A study from the University of British Columbia observes that aerobic exercise (not resistance training, balance or muscle toning), aka exercise that makes you sweat and raises your heartrate, increases the size of the hippocampus, which is the part of your brain involved in learning and forming new memories. Adjusting to a traumatic situation, or processing traumatic news, requires our brains to make new connections and absorb difficult concepts and emotions. The hippocampus is closely involved in this process and will need all the help it can get.

Join a support group:

Our own problems are worth paying attention to and solving, but if we focus exclusively on them, we will get overwhelmed by them, and start to believe there’s nothing we can do. Connecting with others who might face the same or similar problems can be a powerful catalyst for personal growth. In the case of mass shootings in public places, some surveys report that one third of American adults now avoid public places out of fear of an attack. It makes sense considering the random and deadly nature of these acts, but this disconnects us from a major source of support: fellowship.

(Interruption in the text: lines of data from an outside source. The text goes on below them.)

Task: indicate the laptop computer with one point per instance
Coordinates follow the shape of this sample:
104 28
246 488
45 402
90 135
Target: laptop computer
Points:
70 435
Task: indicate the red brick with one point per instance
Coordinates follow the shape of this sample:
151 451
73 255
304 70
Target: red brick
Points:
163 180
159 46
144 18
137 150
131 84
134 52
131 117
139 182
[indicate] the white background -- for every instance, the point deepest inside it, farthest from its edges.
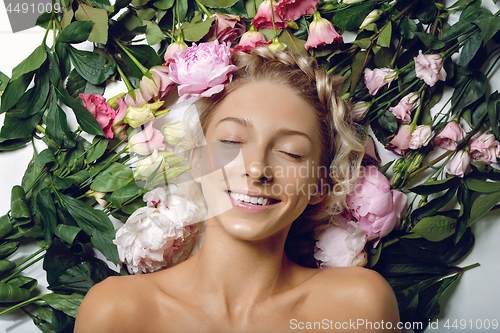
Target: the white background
(476, 297)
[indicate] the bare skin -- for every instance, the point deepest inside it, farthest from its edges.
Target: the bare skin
(241, 280)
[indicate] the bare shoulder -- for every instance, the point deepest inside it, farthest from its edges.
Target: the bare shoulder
(358, 294)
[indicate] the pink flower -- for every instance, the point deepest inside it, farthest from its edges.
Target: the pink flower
(485, 148)
(458, 164)
(147, 140)
(228, 27)
(449, 136)
(341, 246)
(102, 112)
(406, 105)
(321, 32)
(291, 10)
(159, 235)
(377, 78)
(420, 137)
(262, 19)
(429, 67)
(201, 70)
(400, 143)
(377, 208)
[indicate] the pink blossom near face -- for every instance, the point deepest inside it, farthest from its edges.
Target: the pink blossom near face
(402, 111)
(146, 141)
(102, 112)
(449, 136)
(377, 208)
(429, 67)
(485, 148)
(458, 164)
(420, 137)
(400, 143)
(341, 246)
(322, 32)
(377, 78)
(201, 70)
(262, 19)
(291, 10)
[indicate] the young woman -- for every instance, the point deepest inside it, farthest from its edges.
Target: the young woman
(282, 116)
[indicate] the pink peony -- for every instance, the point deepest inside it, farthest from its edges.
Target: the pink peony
(400, 143)
(458, 164)
(103, 113)
(420, 136)
(291, 10)
(377, 78)
(202, 70)
(485, 148)
(406, 105)
(449, 136)
(341, 246)
(429, 67)
(377, 208)
(159, 235)
(262, 19)
(321, 32)
(147, 140)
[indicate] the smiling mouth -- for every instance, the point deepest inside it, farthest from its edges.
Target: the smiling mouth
(256, 201)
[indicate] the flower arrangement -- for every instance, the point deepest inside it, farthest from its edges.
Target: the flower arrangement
(396, 69)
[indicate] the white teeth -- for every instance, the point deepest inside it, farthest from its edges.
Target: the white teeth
(253, 200)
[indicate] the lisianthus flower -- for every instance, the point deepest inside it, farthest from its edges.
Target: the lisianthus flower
(378, 77)
(406, 105)
(263, 18)
(202, 70)
(429, 67)
(102, 112)
(291, 10)
(449, 136)
(485, 148)
(321, 32)
(341, 246)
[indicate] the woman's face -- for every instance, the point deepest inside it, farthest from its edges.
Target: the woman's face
(264, 147)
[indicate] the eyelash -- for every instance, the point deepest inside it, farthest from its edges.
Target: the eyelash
(294, 156)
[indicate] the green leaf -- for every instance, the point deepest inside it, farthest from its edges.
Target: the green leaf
(99, 18)
(435, 228)
(28, 65)
(483, 205)
(218, 3)
(68, 304)
(76, 32)
(92, 66)
(94, 223)
(111, 179)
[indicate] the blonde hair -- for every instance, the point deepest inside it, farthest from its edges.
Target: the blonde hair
(341, 139)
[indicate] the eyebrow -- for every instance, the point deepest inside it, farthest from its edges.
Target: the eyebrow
(248, 123)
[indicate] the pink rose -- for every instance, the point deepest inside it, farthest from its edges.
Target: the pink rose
(341, 246)
(377, 78)
(449, 136)
(485, 148)
(228, 27)
(202, 70)
(429, 67)
(458, 164)
(400, 143)
(262, 19)
(406, 105)
(420, 136)
(102, 112)
(147, 140)
(377, 208)
(321, 32)
(291, 10)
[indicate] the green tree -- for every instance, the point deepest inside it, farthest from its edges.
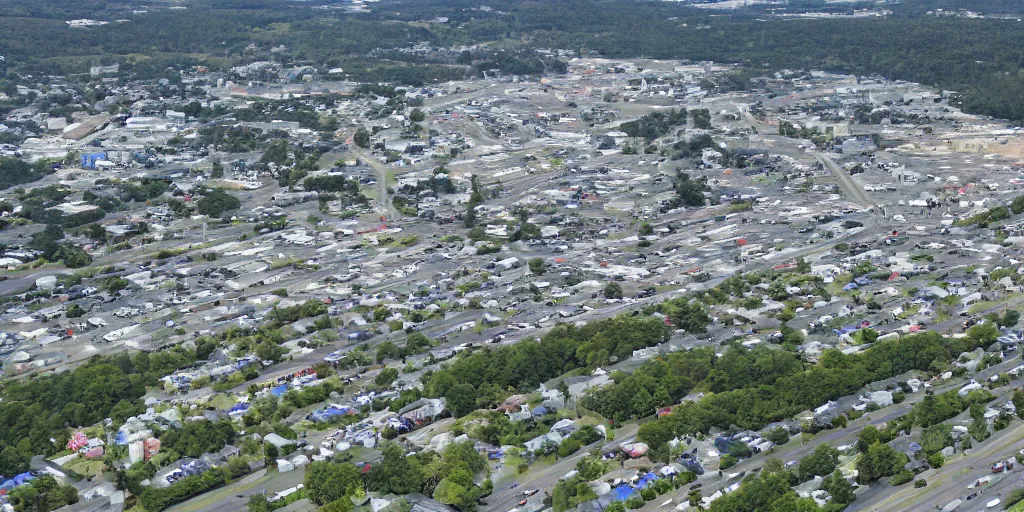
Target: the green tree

Fellowship has a lot of meanings but in the context of group therapy, it refers to the feeling of belonging among a group of strangers over a point of common connection. If you’re a happy member of a faith community, you may get fellowship from walking into your place of worship and greeting everyone gathered there. If you’re connected to some kind of affinity group like an activist organization, an alumni group, or even a gaming community, you may experience fellowship in that setting. In a setting that promotes fellowship, you can feel safe to express your emotions, interested in how others feel, and generally just at ease to be in the company of people who know you well enough to support you, but not to judge you.

This experience, even if it’s limited to a single space or group, is valuable for us as human beings. Random violence against vulnerable people like a school shooting might erode our faith in humanity, our belief that people are inherently good and will react with compassion if we’re in need. Joining a support group or other form of fellowship restores our belief that we have more friends than we can see, and that we can turn to others for help when we don’t feel like we have it together. We need that more than ever right now.

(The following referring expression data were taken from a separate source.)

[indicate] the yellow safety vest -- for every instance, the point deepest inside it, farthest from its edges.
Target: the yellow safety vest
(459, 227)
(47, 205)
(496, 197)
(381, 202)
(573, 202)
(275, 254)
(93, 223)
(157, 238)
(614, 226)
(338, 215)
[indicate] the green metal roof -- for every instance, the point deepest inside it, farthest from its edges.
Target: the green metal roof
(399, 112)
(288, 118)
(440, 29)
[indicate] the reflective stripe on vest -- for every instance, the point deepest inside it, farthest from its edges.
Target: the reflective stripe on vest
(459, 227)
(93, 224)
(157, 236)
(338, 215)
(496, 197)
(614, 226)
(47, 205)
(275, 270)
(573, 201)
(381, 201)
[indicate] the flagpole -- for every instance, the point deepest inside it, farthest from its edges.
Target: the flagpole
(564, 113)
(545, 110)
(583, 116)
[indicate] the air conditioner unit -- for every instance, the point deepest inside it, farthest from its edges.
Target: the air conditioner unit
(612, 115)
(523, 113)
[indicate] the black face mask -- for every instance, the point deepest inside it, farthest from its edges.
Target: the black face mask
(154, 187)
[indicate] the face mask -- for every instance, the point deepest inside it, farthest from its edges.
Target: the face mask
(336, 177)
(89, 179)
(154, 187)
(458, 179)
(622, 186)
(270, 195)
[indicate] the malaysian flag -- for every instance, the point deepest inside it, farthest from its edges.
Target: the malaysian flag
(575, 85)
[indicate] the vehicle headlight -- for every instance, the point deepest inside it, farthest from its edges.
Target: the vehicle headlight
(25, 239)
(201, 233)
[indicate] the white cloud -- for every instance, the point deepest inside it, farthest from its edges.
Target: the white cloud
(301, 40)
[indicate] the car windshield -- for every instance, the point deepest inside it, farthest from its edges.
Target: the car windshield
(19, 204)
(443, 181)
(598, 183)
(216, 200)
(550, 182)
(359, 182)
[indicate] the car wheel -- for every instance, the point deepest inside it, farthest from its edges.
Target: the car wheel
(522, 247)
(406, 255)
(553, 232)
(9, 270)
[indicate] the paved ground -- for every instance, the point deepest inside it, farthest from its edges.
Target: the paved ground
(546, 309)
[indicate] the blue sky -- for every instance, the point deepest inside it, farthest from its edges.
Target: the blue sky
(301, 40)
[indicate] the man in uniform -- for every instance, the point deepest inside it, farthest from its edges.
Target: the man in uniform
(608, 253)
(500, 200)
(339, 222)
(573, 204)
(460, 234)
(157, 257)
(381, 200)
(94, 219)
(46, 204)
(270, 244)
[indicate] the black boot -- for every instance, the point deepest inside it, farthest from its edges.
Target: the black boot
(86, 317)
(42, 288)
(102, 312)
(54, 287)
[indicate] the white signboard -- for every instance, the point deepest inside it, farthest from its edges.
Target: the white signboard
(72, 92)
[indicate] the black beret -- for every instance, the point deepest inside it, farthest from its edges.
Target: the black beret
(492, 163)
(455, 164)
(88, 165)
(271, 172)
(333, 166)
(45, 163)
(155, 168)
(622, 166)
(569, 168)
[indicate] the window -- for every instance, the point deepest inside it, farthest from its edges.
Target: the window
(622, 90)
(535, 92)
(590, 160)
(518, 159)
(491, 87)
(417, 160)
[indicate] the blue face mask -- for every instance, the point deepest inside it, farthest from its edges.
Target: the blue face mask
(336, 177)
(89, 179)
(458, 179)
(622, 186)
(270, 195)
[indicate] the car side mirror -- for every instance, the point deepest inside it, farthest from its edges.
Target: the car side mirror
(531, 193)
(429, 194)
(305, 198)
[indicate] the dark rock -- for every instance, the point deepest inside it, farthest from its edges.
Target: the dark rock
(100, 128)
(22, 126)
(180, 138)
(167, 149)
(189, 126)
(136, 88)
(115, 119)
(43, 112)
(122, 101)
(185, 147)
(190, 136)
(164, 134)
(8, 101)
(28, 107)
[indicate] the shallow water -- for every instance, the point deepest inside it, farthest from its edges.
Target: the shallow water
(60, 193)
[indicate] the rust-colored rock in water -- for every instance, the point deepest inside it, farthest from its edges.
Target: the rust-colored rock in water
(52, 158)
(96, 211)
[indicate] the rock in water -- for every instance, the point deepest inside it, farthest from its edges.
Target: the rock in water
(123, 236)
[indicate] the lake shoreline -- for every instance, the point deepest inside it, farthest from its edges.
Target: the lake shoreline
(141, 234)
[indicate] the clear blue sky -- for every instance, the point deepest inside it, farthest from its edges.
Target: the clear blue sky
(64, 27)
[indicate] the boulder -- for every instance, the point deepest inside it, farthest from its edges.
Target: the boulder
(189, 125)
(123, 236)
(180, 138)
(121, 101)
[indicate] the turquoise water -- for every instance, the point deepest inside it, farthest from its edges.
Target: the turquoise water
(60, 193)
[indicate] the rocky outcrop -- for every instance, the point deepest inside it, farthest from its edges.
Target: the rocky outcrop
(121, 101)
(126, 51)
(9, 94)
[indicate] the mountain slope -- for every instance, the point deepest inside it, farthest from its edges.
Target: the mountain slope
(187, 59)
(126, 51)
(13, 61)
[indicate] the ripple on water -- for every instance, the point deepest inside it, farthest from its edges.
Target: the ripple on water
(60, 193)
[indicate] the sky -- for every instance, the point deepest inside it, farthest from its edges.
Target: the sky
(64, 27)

Conclusion: Are school shootings a fact of life?

As alluded to in our opening, when bad things happen over and over again with no end in sight, we may feel like there’s nothing we can do and that random violence like a school shooting is just “a fact of life” we have to get used to. Acceptance is an important part of the coping process, but it doesn’t allow us to recognize the enormity of what’s happening on our school campuses. 

School shootings are not normal, they will never be normal, and every time they occur we suffer as a nation. 

Connecting with one another is crucial in these difficult times. Whether you join a support group, practice mindfulness, or seek counseling from a therapist for persistent anxiety and depression in the aftermath of a school shooting, don’t go through this alone, especially not online. Random violence leads us to question one another and our leaders as to how we can protect ourselves, and that’s important. In the process of protecting yourself, don’t cut yourself off from the resources you need to heal, or from friends and family who need your support. The only way we make it out of this is together.